Occupy Wall Street got us talking about class in America, just like that. Long a taboo topic, it’s one that desperately needs to be aired. But we can talk about it now. A brilliant stroke it was, to bypass the loaded term “class” and give us something a lot more functional: “the 99%” vs. “the 1%.”

In a country without ranks and titles, our attempts at drawing class lines typically involve finding some numerical cutoff that we can agree on: the “poverty line” is $20K per year, “middle class” is $40K, and so on. Trouble is, it’s arbitrary and doesn’t really yield much in the way of agreement. Nor insight, for that matter.

The percentages 99 and 1 appear at first glance to be yet another stab at a quantitative divide. Indeed, a graph of  income distribution in America shows a classic “hockey stick” curve that takes its sharp upward bend right at the 99th percentile, so the quantities turned out about right in this case. While it’s good that they did, the class differences that really matter are qualitative.

It’s not just about a difference in number of dollars. There’s a point where enough difference in degree becomes a difference in kind.  Politically, it’s about the difference in interests. The one percent have an interest in maintaining the system of rewards that grants them a disproportionate share of the wealth, while the ninety-nine percent’s interest lies in getting a share that’s steady enough to keep body and soul together. On a finite planet, these interests will inevitably come into conflict.

Once such lines are drawn, of course, people will go about assigning themselves to one side or the other. Some of it is cultural: a number of solidly middle-class go-getters, for example, are likely to identify with the top one percent based purely on aspiration. Conversely, some millionaires of a populist persuasion will throw in their lot with The Common Man.

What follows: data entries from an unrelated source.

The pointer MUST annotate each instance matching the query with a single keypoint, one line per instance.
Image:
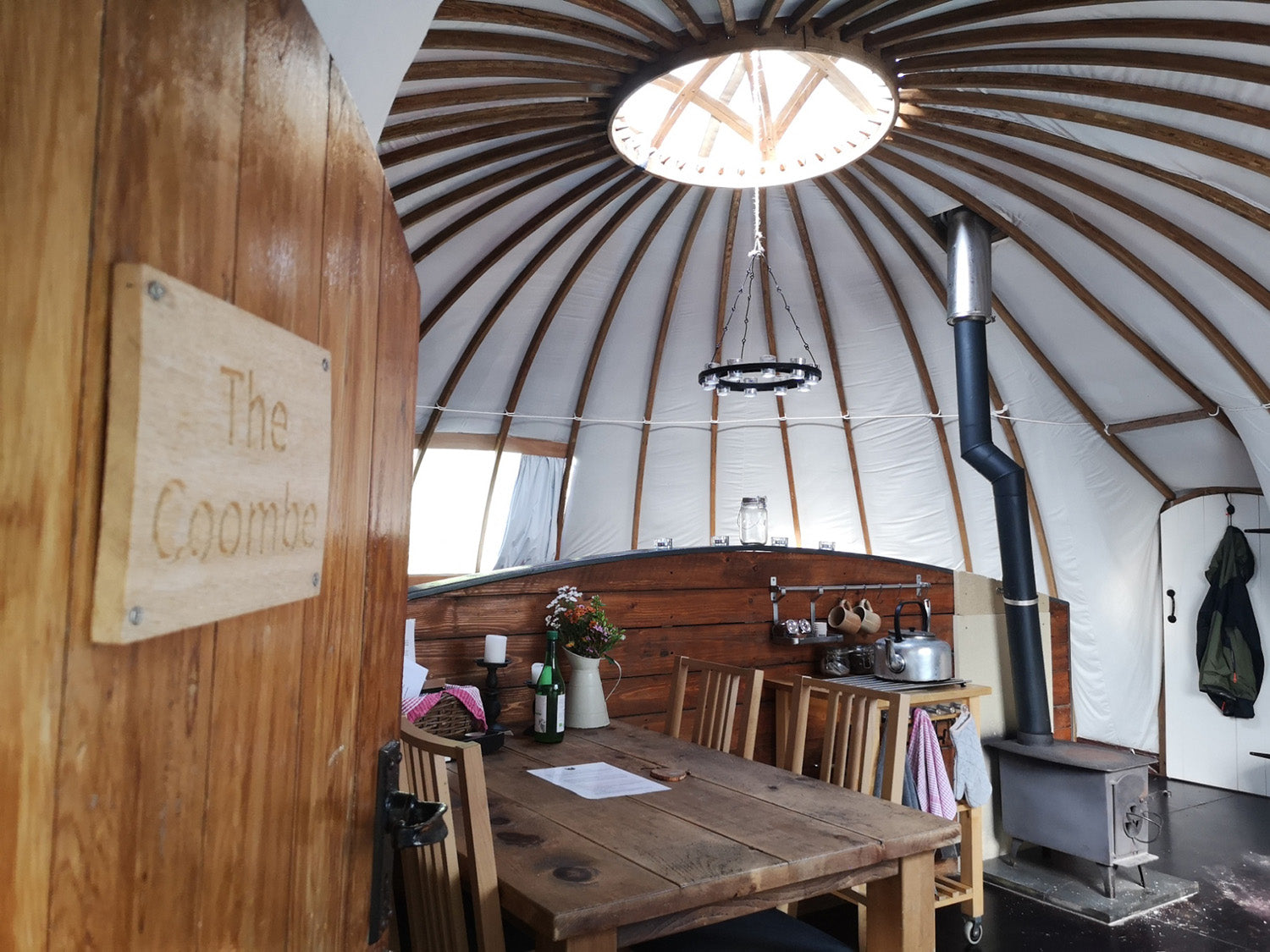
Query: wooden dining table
(731, 838)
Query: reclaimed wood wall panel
(709, 603)
(206, 789)
(389, 541)
(52, 58)
(328, 724)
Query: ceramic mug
(843, 619)
(870, 622)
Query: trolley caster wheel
(973, 929)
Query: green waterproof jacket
(1227, 645)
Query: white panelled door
(1199, 744)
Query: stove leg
(1109, 880)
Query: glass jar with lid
(752, 520)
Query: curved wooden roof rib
(1152, 277)
(1123, 28)
(667, 312)
(1002, 311)
(576, 139)
(914, 350)
(500, 305)
(544, 22)
(1058, 271)
(517, 235)
(531, 350)
(813, 273)
(653, 230)
(1016, 129)
(770, 327)
(1162, 225)
(729, 244)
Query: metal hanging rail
(779, 592)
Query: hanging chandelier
(736, 375)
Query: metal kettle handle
(926, 617)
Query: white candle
(495, 649)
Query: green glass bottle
(549, 697)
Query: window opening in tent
(447, 504)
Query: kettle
(912, 655)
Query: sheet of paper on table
(599, 781)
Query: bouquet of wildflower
(583, 626)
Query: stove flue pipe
(969, 310)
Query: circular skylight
(761, 117)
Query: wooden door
(1198, 743)
(213, 787)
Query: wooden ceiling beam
(904, 203)
(523, 18)
(518, 190)
(685, 14)
(490, 116)
(914, 349)
(566, 124)
(1062, 30)
(1109, 58)
(822, 306)
(963, 17)
(505, 300)
(729, 244)
(566, 157)
(627, 15)
(502, 68)
(517, 235)
(495, 93)
(1016, 129)
(520, 147)
(615, 300)
(536, 47)
(1147, 423)
(1153, 278)
(1051, 84)
(1102, 118)
(672, 294)
(589, 250)
(770, 327)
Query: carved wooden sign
(218, 462)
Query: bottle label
(540, 715)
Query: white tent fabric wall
(1120, 147)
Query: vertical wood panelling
(132, 761)
(389, 520)
(48, 89)
(257, 665)
(193, 791)
(333, 652)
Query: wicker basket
(447, 718)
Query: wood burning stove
(1082, 800)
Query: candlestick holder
(489, 695)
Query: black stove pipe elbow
(969, 307)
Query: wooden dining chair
(432, 878)
(721, 685)
(861, 749)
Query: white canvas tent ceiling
(1120, 149)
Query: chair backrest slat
(853, 735)
(432, 875)
(721, 688)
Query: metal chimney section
(969, 310)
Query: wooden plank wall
(709, 603)
(210, 789)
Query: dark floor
(1218, 838)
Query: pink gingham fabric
(926, 762)
(416, 707)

For many others, their inner geek will clamor to know exactly what income level puts a person into the literal top 1%. Here’s the short answer: half a million a year.  According to data  from the Brookings Institution, annual income for the 99th percentile (i.e., entry into the top 1%) is $506,553. Any less and you’re down here with us serfs.

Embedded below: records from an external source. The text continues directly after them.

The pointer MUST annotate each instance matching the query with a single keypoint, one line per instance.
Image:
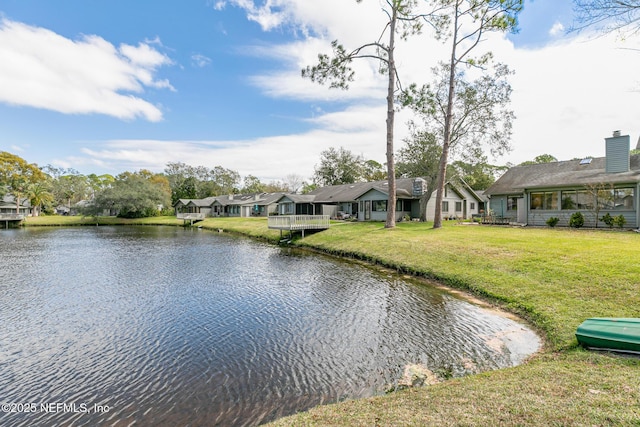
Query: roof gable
(570, 173)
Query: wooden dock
(301, 223)
(7, 218)
(191, 217)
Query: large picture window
(623, 198)
(379, 205)
(577, 200)
(547, 200)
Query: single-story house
(8, 206)
(367, 201)
(239, 205)
(531, 194)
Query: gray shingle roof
(568, 173)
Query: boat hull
(614, 334)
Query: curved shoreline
(562, 384)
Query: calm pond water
(167, 326)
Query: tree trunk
(391, 169)
(444, 158)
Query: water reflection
(165, 326)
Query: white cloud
(42, 69)
(199, 60)
(568, 96)
(557, 29)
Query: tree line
(129, 194)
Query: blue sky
(104, 87)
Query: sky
(121, 85)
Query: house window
(623, 198)
(577, 200)
(547, 200)
(403, 206)
(379, 205)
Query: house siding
(539, 217)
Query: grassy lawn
(556, 278)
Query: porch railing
(298, 222)
(190, 216)
(11, 217)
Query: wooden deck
(301, 223)
(191, 217)
(6, 218)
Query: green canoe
(614, 334)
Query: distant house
(8, 206)
(238, 205)
(532, 194)
(364, 201)
(368, 201)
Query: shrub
(576, 220)
(607, 219)
(619, 221)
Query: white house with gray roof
(531, 194)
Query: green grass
(555, 278)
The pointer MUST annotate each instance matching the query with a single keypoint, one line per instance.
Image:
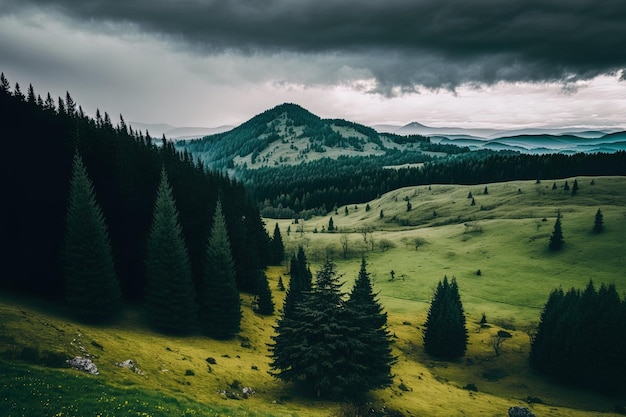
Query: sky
(455, 63)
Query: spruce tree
(170, 294)
(370, 323)
(299, 282)
(598, 224)
(556, 240)
(278, 247)
(445, 336)
(315, 346)
(264, 301)
(91, 284)
(220, 304)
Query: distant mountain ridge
(288, 134)
(157, 130)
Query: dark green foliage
(598, 224)
(277, 247)
(581, 338)
(91, 284)
(263, 300)
(170, 294)
(313, 345)
(556, 239)
(299, 282)
(445, 336)
(371, 322)
(124, 166)
(220, 304)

These stats are about income, but here’s an item about wealth that I found to be an eye-opener. The Federal Reserve releases quarterly figures for Total Household Net Worth, an amount which is currently at $57.3 trillion. That’s the sum total of all the net worth of all the households in all the land.

There are 114.8 million of them, as it happens, so your average household is worth $499,600.  That’s right — that’s how much there is to go around. To put it another way, an even distribution of wealth would mean every single family in America sitting comfy and secure on a half-million dollar nest-egg. Make of that what you will.

But the truly great divide, I believe, that separates the upper class from the working classes is when you get to leave out the “working” part. At a certain point, income from investments is enough to live on. You don’t have to worry about having a job, because you don’t need one.

Depending on your concept of “enough,” you could be work-optional with as little $2 million to your name. Dividends and interest on that much would put you in the $100,000-a-year bracket fairly easily. For life.

When you’re work-optional, the world looks like a much different place than it does to someone who has to harness up to a paycheck. That’s privilege. That’s the real difference between the top 1% and the rest of us. Our gut-level understanding of this is what the Occupiers have so successfully struck and have finally given a voice to. We can talk about it now.